Quoted in Lawyers Weekly on Going Paperless in Law

Freelance technology writer Luigi Benetton quoted Omar Ha-Redeye in Going paperless at the office is possible with some astute planning, determination in the April 2, 2010 edition of The Lawyers Weekly:

Reduce wait times, part two
Scanning speed also makes a difference. Since faster scanners generally cost more, law student Omar Ha-Redeye offers the following suggestions: small offices can make do with speeds of 25 pages per minute (ppm), midsize firms may opt for 50 ppm, and large firms can go for 100 ppm.

‘If you want to move massive numbers of documents, you don’t want people sitting around,’ Ha-Redeye says…

Making documents ‘findable’
Scanners can create image files from paper documents, but lawyers want more. OCR makes the text in scanned files (Adobe PDFs are the undisputed standard here) machine-readable which, when combined with a powerful search tool, greatly lessens the time it takes lawyers to find documents that contain specific keywords.

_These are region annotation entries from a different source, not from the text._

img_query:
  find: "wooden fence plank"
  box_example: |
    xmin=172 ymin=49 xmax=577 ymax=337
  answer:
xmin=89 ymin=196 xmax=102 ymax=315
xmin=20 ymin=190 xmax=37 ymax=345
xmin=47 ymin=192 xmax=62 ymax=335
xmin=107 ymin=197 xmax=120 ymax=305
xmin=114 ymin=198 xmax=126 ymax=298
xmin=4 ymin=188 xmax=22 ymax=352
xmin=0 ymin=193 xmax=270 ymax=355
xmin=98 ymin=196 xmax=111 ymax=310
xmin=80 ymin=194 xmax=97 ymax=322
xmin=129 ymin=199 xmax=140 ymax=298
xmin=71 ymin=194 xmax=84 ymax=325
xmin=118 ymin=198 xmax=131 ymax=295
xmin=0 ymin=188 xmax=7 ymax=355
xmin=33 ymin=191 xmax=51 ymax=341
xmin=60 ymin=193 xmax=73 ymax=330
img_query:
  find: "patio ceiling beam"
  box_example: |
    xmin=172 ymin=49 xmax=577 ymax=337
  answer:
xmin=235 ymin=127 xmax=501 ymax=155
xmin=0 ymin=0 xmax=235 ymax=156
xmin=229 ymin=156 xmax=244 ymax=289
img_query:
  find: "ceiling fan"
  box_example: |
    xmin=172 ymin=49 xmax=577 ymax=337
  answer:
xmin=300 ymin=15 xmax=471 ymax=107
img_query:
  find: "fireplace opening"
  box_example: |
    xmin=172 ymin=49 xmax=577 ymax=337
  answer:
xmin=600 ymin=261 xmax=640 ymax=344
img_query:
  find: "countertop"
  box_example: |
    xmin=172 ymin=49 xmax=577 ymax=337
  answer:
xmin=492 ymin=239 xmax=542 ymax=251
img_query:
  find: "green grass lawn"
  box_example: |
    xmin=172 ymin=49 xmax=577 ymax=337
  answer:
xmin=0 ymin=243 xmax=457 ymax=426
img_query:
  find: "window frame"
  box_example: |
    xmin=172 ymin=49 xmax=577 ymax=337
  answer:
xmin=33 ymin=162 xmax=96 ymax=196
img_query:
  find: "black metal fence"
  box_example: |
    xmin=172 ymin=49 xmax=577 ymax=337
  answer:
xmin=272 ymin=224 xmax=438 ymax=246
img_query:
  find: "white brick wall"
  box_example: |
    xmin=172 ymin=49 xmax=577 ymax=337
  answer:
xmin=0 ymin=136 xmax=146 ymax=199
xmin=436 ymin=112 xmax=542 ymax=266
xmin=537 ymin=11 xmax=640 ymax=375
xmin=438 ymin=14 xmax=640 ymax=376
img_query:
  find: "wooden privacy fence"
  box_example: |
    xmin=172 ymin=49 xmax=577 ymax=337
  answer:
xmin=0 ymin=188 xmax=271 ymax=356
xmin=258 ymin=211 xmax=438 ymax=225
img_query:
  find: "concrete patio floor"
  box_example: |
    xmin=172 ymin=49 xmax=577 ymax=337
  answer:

‘It’s all about searchability,’ contends Ha-Redeye. ‘If you’re not going to use OCR from the get-go, don’t bother scanning. I just don’t see the point’…

Fast finding
Even if everybody minimizes file sizes, PDFs will pile up on file servers.

Ha-Redeye recommends getting fast document servers to speed up searches through PDF haystacks. ‘Servers can get bogged down when many people search for documents at the same time,’ Ha-Redeye says…

Software
Scanner makers bundle software like Adobe Acrobat with their wares, but Ha-Redeye’s Acrobat experience hasn’t been entirely satisfactory. ‘For older documents that contain different font sets, it’s more challenging for Adobe to recognize words, so I use ABBYY FineReader,’ he says. ‘It seems to get just about any text or font type that causes problems for Adobe.’

…’It’s becoming an expectation for new lawyers,’ adds Ha-Redeye. ‘If you’re not going paperless, if you don’t have the latest scanner technology, you’re not a place where people want to work.

‘If I can make 300 billable hours more at another firm doing the same amount of work, just because they have better systems there, I feel more fulfilled and I feel like I’m getting more out of my time in the office.’